First, simple random sampling technique was used in selecting 8 schools out of 16 Senior
Secondary Schools in the Local Government Area. The choice of 8 Senior Secondary
Schools was purposely chosen to enable the researcher handle the sample size effectively.
This was followed by adopting simple random sampling technique in selecting one intact
class each from the four schools. This brought the total number of sampled subjects to 306
students used for the study. Four out of the eight selected schools were randomly assigned
into experimental group, made up of 156 students, while the remaining four schools were
assigned to control group with 150 students)
Daerah Pemerintah Daerah negara bagian Enugu. Sampel penelitian diperoleh melalui
teknik multi-stage sampling. Pertama, pengambilan sampel acak sederhana teknik digunakan
dalam memilih 8 sekolah dari 16 Sekolah Menengah Atas di Wilayah Pemerintah Daerah.
Pemilihan 8 Sekolah Menengah Atas sengaja dipilih agar peneliti dapat menangani besarnya
sampel efektif. Kemudian dilanjutkan dengan mengadopsi teknik simple random sampling dalam
memilih masing-masing satu kelas utuh dari empat sekolah. Ini membuat jumlah subjek sampel
menjadi 306 siswa yang digunakan untuk penelitian.
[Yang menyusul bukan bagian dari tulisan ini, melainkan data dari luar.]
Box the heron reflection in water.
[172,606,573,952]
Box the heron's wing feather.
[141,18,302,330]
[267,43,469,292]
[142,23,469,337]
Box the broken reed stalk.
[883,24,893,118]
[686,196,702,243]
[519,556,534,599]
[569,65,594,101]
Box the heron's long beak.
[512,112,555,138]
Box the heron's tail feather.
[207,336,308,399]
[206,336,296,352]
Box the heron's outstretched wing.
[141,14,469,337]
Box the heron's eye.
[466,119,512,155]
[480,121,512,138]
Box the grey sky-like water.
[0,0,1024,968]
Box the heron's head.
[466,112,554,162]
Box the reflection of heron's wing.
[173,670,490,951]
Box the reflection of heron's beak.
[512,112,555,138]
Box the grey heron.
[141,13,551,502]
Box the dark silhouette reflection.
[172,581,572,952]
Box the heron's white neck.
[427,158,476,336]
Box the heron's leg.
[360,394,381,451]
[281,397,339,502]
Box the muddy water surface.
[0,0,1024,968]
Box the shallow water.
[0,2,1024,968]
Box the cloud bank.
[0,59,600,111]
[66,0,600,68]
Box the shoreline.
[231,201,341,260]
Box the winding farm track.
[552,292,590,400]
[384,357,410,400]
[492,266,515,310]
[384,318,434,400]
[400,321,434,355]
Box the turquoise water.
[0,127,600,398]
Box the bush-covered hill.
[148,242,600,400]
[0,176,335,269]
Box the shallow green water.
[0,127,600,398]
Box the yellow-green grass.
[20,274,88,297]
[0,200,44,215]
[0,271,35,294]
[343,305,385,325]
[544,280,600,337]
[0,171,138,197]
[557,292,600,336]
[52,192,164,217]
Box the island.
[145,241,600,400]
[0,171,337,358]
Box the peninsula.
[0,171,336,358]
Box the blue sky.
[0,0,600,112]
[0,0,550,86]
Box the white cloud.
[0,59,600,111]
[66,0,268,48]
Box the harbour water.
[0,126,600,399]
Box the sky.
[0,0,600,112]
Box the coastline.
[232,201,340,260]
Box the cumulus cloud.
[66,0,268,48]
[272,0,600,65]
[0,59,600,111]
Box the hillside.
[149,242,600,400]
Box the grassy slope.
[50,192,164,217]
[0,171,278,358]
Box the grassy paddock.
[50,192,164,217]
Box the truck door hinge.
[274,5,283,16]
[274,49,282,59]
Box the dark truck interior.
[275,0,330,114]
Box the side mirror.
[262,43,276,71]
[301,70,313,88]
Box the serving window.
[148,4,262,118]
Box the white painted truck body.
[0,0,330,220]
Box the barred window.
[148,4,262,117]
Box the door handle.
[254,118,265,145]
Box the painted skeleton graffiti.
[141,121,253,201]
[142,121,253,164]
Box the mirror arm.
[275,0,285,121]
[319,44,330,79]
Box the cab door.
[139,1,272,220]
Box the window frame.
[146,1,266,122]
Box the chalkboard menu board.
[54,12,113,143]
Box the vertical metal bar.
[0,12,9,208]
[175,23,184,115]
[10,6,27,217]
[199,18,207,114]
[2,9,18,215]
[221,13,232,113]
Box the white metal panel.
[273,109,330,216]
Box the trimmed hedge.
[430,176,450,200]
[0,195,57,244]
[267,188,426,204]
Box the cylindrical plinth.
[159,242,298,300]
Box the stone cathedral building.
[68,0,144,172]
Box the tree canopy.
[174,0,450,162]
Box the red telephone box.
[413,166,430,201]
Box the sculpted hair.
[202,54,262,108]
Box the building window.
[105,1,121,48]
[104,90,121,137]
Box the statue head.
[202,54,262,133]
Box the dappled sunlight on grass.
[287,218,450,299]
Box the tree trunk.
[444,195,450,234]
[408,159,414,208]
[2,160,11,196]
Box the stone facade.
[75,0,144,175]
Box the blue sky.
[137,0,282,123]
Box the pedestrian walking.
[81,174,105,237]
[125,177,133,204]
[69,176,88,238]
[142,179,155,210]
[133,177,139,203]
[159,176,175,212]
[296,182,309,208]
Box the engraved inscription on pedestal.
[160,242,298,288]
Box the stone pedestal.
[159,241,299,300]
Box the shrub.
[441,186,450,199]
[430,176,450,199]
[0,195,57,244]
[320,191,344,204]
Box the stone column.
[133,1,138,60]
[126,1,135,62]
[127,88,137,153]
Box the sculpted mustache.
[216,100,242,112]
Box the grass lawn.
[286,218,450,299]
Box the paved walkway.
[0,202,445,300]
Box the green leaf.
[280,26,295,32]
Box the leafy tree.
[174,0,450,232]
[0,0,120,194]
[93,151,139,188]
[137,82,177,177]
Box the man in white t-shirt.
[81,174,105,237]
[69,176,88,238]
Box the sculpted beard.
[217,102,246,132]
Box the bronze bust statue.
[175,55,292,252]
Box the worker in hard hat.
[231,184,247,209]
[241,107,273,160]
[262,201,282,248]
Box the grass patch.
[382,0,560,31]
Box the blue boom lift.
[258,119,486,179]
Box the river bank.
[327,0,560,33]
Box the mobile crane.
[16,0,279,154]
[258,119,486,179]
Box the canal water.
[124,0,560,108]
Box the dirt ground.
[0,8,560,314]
Empat dari delapan sekolah yang dipilih
secara acak menjadi kelompok eksperimen, terdiri dari 156 siswa, Sedangkan empat sekolah
sisanya ditempatkan sebagai kelompok kontrol dengan 150 siswa

Pembelajaran matematika yang dikaitkan :

- (The mean achievements scores of male students taught using ethno-mathematics


teaching materials was significantly higher than the mean achievement scores of
females taught with conventional approach.) Nilai rata-rata prestasi belajar siswa laki-laki
yang diajar menggunakan bahan ajar etno-matematika adalah secara signifikan lebih tinggi
dari nilai prestasi rata-rata perempuan yang diajar dengan pendekatan konvensional.

Penerapan Hasil Penelitian jika diterapkan di indonesia :

- Jika bahan ajar etno-matematika atau metode pembelajaran ini diterapkan di Indonesia,
maka dapat menjadi bahan ajar yang signifikan untuk mendukung terbentuknya pola pikir
dan tumbuh kembang anak.

- Bukan hal yang tidak mungkin untuk diajarkan, karena semua hal yang penyangkut
pembelajaran adalah tentang belajar hal baru untuk kebiasaan dan pola pikir yang baru.

Kesimpulan : Berdasarkan temuan penelitian, terlihat jelas bahwa siswa yang diajar

menggunakan pembelajaran etno-matematika materi mencapai hasil yang lebih baik daripada

siswa pendamping yang diajarkan dengan metode konvensional. Temuan ini juga

mengkonfirmasi pandangan NCTM (2013) bahwa etno-matematika bertujuan untuk menarik dari

budaya pengalaman dan praktik peserta didik individu, komunitas, dan masyarakat luas, dalam
menggunakan mereka sebagai kendaraan untuk tidak hanya membuat pembelajaran matematika

lebih bermakna, tetapi yang lebih penting, untuk membekali peserta didik wawasan pengetahuan

matematika yang tertanam dalam lingkungan sosial dan budaya mereka.